The `--tokens` argument expects a YAML-formatted file with a specific format. A list of entries with each entry describing a NER entity. The label of the entity is the key to a dict mapping the starting and ending tokens respectively.

```yaml
INTITULE: # Type of the entity on Arkindex
  start: ⓘ # Starting token for this entity
  end: Ⓘ # Optional ending token for this entity
DATE:
  start: ⓓ
  end: Ⓓ
COTE_SERIE:
  start: ⓢ
  end: Ⓢ
ANALYSE_COMPL.:
  start: ⓒ
  end: Ⓒ
PRECISIONS_SUR_COTE:
  start: ⓟ
  end: Ⓟ
COTE_ARTICLE:
  start: ⓐ
  end: Ⓐ
CLASSEMENT:
  start: ⓛ
  end: Ⓛ
```

## Examples

### HTR and NER data from one source

To extract HTR+NER data from **pages** from a folder, you have to define an end token for each entity and use the following command:

```shell
teklia-dan dataset extract \
    database.sqlite \
    --parent folder_uuid \
    --element-type page \
    --output data \
    --load-entities \
    --tokens tokens.yml
```

with `tokens.yml` compliant with the format described before.

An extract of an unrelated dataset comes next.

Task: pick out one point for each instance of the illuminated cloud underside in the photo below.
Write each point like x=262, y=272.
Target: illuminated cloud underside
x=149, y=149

### HTR and NER data from multiple source

To do the same but only use the data from three folders, you have to define an end token for each entity and the commands becomes:

```shell
teklia-dan dataset extract \
    database.sqlite \
    --parent folder1_uuid folder2_uuid folder3_uuid \
    --element-type page \
    --output data \
    --load-entities \
    --tokens tokens.yml
```

### HTR and NER data with an existing split

To use the data from three folders as **training**, **validation** and **testing** dataset respectively, you have to define a end token for each entity and the commands becomes:

```shell
teklia-dan dataset extract \
    database.sqlite \
    --use-existing-split \
    --train-folder train_folder_uuid \
    --val-folder val_folder_uuid \
    --test-folder test_folder_uuid \
    --element-type page \
    --output data \
    --load-entities \
    --tokens tokens.yml
```

### HTR from multiple element types with some parent filtering

To extract HTR data from **annotations** and **text_zones** from a folder, but only keep those that are children of **single_pages**, you have to define an end token for each entity and use the following command:

```shell
teklia-dan dataset extract \
    database.sqlite \
    --parent folder_uuid \
    --element-type text_zone annotation \
    --parent-element-type single_page \
    --output data
```

### NER data

To extract NER data and keep breaklines and spaces between entities, use the following command:

```shell
teklia-dan dataset extract \
    [...]
    --load-entities \
    --entity-separators $'\n' " " \
    --tokens tokens.yml
```

If several separators follow each other, it will keep only one, ideally a breakline if there is one, otherwise a space. If you change the order of the `--entity-separators` parameters, then it will keep a space if there is one, otherwise a breakline.